The steward boy shakes his head. “No ships are leaving this place for awhile. All ships are going to be boarded and searched. If they’re in the harbor, you might find them,” he says doubtfully.

Kjat makes herself laugh. “A fine mood he’ll be in, too, when you take all his precious Xu silver.”

The boy laughs, too. “Is it really all the way from Xu?”

“Damned if I know. What kind of work do you have?”

“Scullery, laundry, cleaning quarters. Usual stuff. You ever worked around drones?”

Kjat shakes her head, not exactly knowing what he means.

“The quiet’s a little strange. And you think they’re all watching you at first, but they’re not. You get used to it. It’s not bad. Just keep your head down when the birds come downbelow.”
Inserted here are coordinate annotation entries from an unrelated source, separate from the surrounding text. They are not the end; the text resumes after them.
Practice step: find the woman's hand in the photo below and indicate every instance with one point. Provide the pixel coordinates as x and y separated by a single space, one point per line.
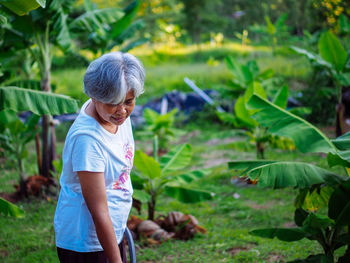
94 192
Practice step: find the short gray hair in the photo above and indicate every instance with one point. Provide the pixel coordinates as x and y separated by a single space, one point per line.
109 78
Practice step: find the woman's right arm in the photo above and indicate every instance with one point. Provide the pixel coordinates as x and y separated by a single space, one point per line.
94 192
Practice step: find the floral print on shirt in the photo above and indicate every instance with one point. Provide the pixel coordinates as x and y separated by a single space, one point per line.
125 173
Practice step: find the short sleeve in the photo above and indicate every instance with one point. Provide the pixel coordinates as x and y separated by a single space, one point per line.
87 155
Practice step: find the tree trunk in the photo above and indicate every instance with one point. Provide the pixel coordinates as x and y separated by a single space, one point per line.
152 207
48 145
38 154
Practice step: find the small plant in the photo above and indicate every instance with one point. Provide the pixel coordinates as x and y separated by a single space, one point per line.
318 187
330 74
249 80
155 176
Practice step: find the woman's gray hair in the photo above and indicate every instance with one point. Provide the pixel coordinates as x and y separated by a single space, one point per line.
109 78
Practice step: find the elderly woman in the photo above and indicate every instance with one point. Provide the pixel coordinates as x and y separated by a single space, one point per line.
96 191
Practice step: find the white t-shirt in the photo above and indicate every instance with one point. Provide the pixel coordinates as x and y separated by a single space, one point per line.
89 147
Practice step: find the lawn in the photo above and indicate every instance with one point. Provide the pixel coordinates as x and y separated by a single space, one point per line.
228 217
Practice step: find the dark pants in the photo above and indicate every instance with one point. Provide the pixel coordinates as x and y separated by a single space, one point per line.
69 256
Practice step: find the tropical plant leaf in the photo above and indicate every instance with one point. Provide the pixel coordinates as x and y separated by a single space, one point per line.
243 114
247 166
178 158
284 234
299 216
339 205
141 195
187 195
281 97
332 50
292 174
96 18
22 7
312 57
147 165
192 175
314 198
38 102
10 209
342 142
339 158
307 138
123 23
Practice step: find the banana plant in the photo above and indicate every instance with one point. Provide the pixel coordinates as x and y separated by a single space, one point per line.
318 187
331 72
256 133
100 30
154 176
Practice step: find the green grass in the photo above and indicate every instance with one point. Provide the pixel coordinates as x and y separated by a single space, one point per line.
166 68
227 220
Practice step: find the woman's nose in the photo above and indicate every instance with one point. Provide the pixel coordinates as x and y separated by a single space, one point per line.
121 109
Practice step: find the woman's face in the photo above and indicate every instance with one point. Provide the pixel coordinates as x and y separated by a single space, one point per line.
115 114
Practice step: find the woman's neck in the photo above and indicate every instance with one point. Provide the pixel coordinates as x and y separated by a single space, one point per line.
91 111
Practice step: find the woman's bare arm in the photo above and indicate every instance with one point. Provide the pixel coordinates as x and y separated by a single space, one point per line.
94 192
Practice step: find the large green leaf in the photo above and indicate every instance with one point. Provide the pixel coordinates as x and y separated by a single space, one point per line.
284 234
192 176
141 195
178 158
332 50
292 174
38 102
187 195
147 165
312 57
96 18
342 142
307 138
122 24
10 209
281 98
314 198
246 166
22 7
339 205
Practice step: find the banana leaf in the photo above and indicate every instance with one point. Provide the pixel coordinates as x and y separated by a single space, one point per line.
192 176
22 7
178 158
187 195
307 138
342 142
10 209
332 50
281 97
122 24
339 205
247 166
147 165
141 195
38 102
293 174
312 57
95 18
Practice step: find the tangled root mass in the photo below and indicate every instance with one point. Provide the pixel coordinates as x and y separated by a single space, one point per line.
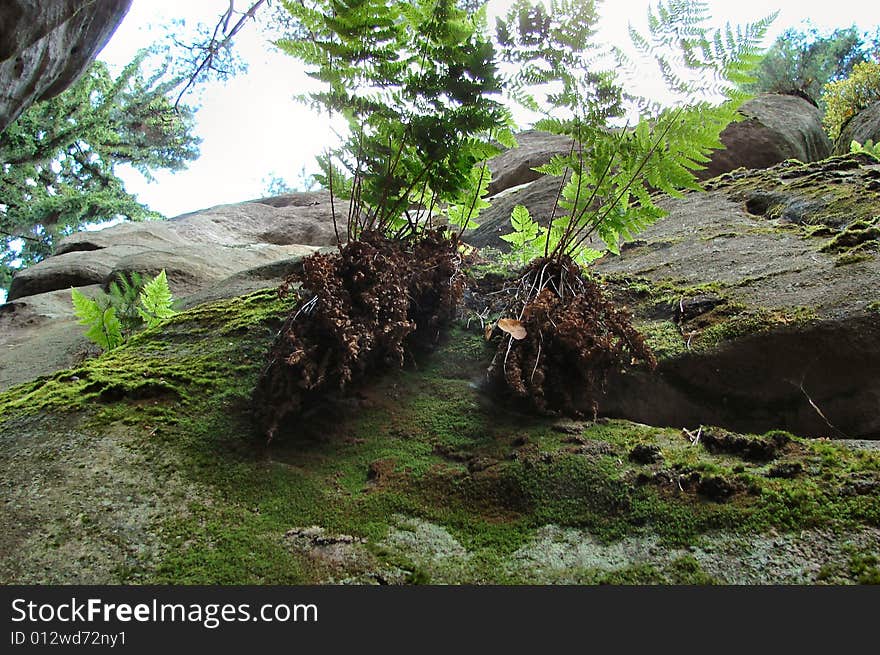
360 310
573 338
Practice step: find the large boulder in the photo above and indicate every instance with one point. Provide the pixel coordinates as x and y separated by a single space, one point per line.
762 297
516 165
775 128
45 45
221 252
539 196
863 127
197 250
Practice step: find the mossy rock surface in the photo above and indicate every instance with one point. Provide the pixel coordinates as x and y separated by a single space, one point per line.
143 466
759 296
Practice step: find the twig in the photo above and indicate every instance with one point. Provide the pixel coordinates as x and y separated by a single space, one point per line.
215 44
695 438
816 407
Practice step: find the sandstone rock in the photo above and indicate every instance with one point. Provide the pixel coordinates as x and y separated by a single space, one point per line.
39 335
72 269
192 268
196 250
45 45
777 127
538 196
297 218
863 127
792 329
514 167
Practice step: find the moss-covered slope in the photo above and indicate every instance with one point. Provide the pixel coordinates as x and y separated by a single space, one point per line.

For a minute when he says birds, she thinks he means the featherwolves. How does he know? But then she realized he can’t possibly. She touches the bone at her throat. She’s amazed they’re so quiet now, like there’s a stone wall between them and her. She draws her coat in around her shoulders and shivers anyway. “It’s got to be better than this town. Is there pay?”

The boy laughs again. “You’ll be rich in no time.
No
time, get it?
No
time
at all? But Chief Steward Eeg, she’s a decent sort, not like the upperdeck birds at all. She’ll work you hard, but she won’t be a
skeck
about it,” he says. “If you want to come, we might as well get out there and get you settled. Do you have any things?”